The governor did issue an emergency declaration and a concurrent authorization for 100 unarmed National Guard troops to assist in protecting state and city buildings, but if they were deployed, it appears they either did not do much good or were woefully too few in number. In any case, it clearly wasn’t enough. At the very least, why were not National Guard engineers deployed on day two to erect concertina barricades around the Capitol if that was what was needed to prevent further damage? A foreclosure-style chain-link fence put up about a month after most of the initial damage was inflicted seems somewhat insufficient.

Hindsight is 20/20 at best (more generally it can be characterized as tendentiously myopic), so one could, in a spirit of generosity, chalk the initial failures up to simply being unprepared for the unexpected.
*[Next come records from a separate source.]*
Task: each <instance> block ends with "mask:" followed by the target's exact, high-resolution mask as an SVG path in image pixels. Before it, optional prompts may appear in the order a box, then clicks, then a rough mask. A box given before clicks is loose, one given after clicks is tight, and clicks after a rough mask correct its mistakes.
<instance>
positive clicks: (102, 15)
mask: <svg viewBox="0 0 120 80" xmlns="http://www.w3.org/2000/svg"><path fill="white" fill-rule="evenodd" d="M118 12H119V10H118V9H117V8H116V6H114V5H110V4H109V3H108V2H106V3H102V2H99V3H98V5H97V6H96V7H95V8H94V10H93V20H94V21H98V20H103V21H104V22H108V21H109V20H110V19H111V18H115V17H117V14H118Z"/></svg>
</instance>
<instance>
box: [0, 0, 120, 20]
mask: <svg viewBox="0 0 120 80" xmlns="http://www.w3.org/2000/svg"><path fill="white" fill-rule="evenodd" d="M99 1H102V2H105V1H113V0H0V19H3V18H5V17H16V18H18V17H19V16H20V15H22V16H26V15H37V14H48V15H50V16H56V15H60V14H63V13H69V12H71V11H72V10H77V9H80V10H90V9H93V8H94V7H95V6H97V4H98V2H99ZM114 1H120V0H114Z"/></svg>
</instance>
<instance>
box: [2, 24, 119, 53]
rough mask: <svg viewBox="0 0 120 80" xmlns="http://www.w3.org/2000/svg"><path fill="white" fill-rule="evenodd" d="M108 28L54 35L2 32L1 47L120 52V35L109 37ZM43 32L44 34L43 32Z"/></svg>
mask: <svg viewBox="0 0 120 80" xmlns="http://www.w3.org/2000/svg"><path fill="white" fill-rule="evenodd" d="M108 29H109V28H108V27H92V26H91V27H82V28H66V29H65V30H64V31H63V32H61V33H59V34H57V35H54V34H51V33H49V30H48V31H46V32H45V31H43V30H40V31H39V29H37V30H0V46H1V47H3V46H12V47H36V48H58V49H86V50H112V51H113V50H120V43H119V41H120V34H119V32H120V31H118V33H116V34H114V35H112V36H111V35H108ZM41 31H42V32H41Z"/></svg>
That does not account for the failure to protect the building (and its monuments) in the ensuing weeks from freshly spray-painted vulgarities and other new damage, or for failing to even begin to clean up and repair the damage and reclaim the state’s Capitol, one of the most beautiful and important pieces of architecture in the state, from the ravages of an anarchic miscreant throng.

Almost no one, it seems, is being held accountable. To my knowledge, not one arrest has been made in connection with any of the vandalism, destruction of public and private property, or other acts of violence committed, save the apprehension of three suspects in a small fire set where a statue previously had been toppled. In fact, no arrest has been made even in connection to the gunshots fired at and into the Capitol Building (lest anyone forget, at least nine shots were fired on the first day of the unrest – possibly even at two state legislators, ironically on hand giving hortatory speeches to the protesters.) And let us not forget that something on the order of 75 police officers were injured, some severely, over the course of several days of trying to restore order. I have yet to hear of any prosecutions initiated in response to those assaults.

And yet, there are at least three lawsuits in the works against the DPD for using – get this – too MUCH force in response to the street warfare. The mind reels as the heart despairs for what is happening to civil society, manifested visibly in the lingering desecration which continues to stain the State Capitol.